The scheme, announced by Chinese premier Li Keqiang in April, will allow global investors, institutional and retail, to trade Shanghai 'A' shares via the Hong Kong stock exchange. At present, only institutional investors abroad with secured quota from the government can invest directly in China's domestic markets.
"China's mainland market is still looking attractive and the link-up should boost investments in the fourth quarter," said Dickie Wong, executive director at Kingston Securities, who expects the Shanghai Composite to rise another 10 to 15 percent before the end of the year.
"At present, China's A-shares, especially blue chip counters such as ICBC, CCB, Ping An and China Life are still are trading at a steep discount over H-shares so that should present good opportunities for investors," he said.
Ryan Huang, market strategist at IG, notes that Chinese stocks are still cheap compared to other major markets. The Shanghai Composite is trading at a forward P/E of about 9 times, much lower than forward P/E of S&P 500 at 16 times and the Nikkei 225 at 17 times.
"I see no signs that will hold back stock prices. If China's economic data continues to shine, the market will grind higher," he said.
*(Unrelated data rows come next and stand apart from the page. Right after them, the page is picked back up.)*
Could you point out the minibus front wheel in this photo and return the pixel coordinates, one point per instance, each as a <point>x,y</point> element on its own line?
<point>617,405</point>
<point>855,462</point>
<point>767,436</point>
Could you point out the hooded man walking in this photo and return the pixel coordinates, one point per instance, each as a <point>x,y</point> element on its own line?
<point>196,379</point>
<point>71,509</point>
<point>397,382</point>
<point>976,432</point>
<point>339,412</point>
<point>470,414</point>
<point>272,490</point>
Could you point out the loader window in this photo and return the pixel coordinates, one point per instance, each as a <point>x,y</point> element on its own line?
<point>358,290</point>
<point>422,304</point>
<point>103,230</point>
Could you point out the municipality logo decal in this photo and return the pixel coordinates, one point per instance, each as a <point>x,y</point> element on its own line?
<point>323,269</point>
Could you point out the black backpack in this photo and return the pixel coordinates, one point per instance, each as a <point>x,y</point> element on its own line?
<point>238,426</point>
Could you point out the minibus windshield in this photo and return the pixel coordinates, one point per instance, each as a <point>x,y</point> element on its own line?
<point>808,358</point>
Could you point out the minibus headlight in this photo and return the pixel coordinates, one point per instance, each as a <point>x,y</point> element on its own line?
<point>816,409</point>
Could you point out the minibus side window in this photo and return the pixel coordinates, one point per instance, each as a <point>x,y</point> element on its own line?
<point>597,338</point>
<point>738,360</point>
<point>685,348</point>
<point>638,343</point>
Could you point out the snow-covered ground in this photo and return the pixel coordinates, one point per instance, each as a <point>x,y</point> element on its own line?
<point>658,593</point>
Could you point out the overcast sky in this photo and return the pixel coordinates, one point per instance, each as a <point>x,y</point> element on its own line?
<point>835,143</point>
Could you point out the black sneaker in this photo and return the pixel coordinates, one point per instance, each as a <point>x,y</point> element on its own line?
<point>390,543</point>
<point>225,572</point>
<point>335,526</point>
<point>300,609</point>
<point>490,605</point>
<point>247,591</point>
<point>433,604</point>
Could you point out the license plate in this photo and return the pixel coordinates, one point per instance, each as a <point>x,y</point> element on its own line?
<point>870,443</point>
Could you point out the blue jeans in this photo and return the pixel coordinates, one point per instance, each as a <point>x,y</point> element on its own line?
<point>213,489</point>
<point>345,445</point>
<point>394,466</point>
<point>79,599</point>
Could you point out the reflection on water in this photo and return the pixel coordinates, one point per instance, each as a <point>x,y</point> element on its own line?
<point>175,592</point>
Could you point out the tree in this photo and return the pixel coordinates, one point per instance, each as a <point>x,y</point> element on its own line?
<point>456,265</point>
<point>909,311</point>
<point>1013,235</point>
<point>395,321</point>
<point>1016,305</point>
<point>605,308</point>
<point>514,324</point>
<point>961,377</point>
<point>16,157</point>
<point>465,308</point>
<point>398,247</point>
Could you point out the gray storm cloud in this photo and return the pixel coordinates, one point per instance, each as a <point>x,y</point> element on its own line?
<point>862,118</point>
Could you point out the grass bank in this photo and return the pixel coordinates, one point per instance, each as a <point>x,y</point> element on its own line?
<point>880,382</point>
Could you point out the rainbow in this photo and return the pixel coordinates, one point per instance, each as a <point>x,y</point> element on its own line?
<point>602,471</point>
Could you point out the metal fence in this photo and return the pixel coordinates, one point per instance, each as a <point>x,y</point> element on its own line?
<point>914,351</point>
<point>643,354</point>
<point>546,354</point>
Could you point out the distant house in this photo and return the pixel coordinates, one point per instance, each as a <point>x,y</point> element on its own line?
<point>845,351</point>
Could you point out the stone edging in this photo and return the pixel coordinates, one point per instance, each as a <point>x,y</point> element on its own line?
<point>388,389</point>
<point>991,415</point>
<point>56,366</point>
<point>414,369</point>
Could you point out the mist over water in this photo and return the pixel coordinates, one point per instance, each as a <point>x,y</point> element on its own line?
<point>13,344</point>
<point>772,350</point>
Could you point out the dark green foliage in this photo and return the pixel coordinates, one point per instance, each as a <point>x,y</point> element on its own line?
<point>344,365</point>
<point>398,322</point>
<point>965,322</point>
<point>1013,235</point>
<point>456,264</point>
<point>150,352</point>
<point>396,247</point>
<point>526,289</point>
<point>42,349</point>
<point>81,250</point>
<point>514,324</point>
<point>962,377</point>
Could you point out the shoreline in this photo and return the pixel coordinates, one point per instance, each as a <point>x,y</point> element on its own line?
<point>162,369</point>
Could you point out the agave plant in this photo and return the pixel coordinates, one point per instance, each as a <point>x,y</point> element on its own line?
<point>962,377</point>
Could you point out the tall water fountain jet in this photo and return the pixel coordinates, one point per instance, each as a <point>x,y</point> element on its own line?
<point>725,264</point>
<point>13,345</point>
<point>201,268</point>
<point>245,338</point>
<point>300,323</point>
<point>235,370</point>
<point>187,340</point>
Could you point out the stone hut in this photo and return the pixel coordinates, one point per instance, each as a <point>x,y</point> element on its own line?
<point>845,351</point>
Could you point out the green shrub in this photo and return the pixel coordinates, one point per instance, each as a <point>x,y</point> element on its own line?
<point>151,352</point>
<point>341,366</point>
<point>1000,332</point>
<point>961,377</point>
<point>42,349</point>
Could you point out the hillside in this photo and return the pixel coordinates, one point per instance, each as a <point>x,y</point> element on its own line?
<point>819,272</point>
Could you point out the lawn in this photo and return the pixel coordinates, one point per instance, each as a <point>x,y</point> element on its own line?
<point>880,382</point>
China's economic data have been increasingly positive in recent months, buoyed by a drip-feed of stimulus from Beijing to support growth as the government engineers a restructuring of the economy away from investment towards a focus on domestic consumption. July's industrial output and retail sales data due this week will be watched for more signs of an economic recovery.
IG's Huang is particularly upbeat on technology stocks such as Tencent, Baidu and JD.com sector, which should benefit from a strengthening economy.
"They are trading at lower valuations compared to their U.S. counterparts, and have much more upside as they expand across the country and new markets," he said.
To be sure, not everyone is buying into the bullish A-share story. Jim Walker, founder and CEO of Asianomics, says he is still worried about China's growth outlook, warning of the risks of rising Chinese debt. China's debt-to-GDP ratio has hit 251 percent in July, from 147 percent at the end of 2008.
"I am not surprised that Chinese stocks are doing well, but that is because the government has been flushing the system with easy money," he says. Walker, a long-time bear on China, believes the current run-up in the market is not sustainable, and recommends investors take profit while they can.
"Sure, [China's] trade surplus was strong, but that was partly because of lower imports. If China's economy is really doing well, imports should be rising, not the other way around," he says. He is also suspicious about China's benign consumer inflation rate, which rose a modest 2.3 percent in July, unchanged from June, saying the number should tick higher if consumers spend more.
IG's Huang admits there are risks that could upset the bright outlook on Chinese stocks, especially a potential property bubble, which could destabilize the economy and send stocks reeling.
"We continue to watch the property sector for warning signs. There is a risk from the glut of unsold units as housing inventories build up, which could throw the industry into an extended slump if not managed properly," he said.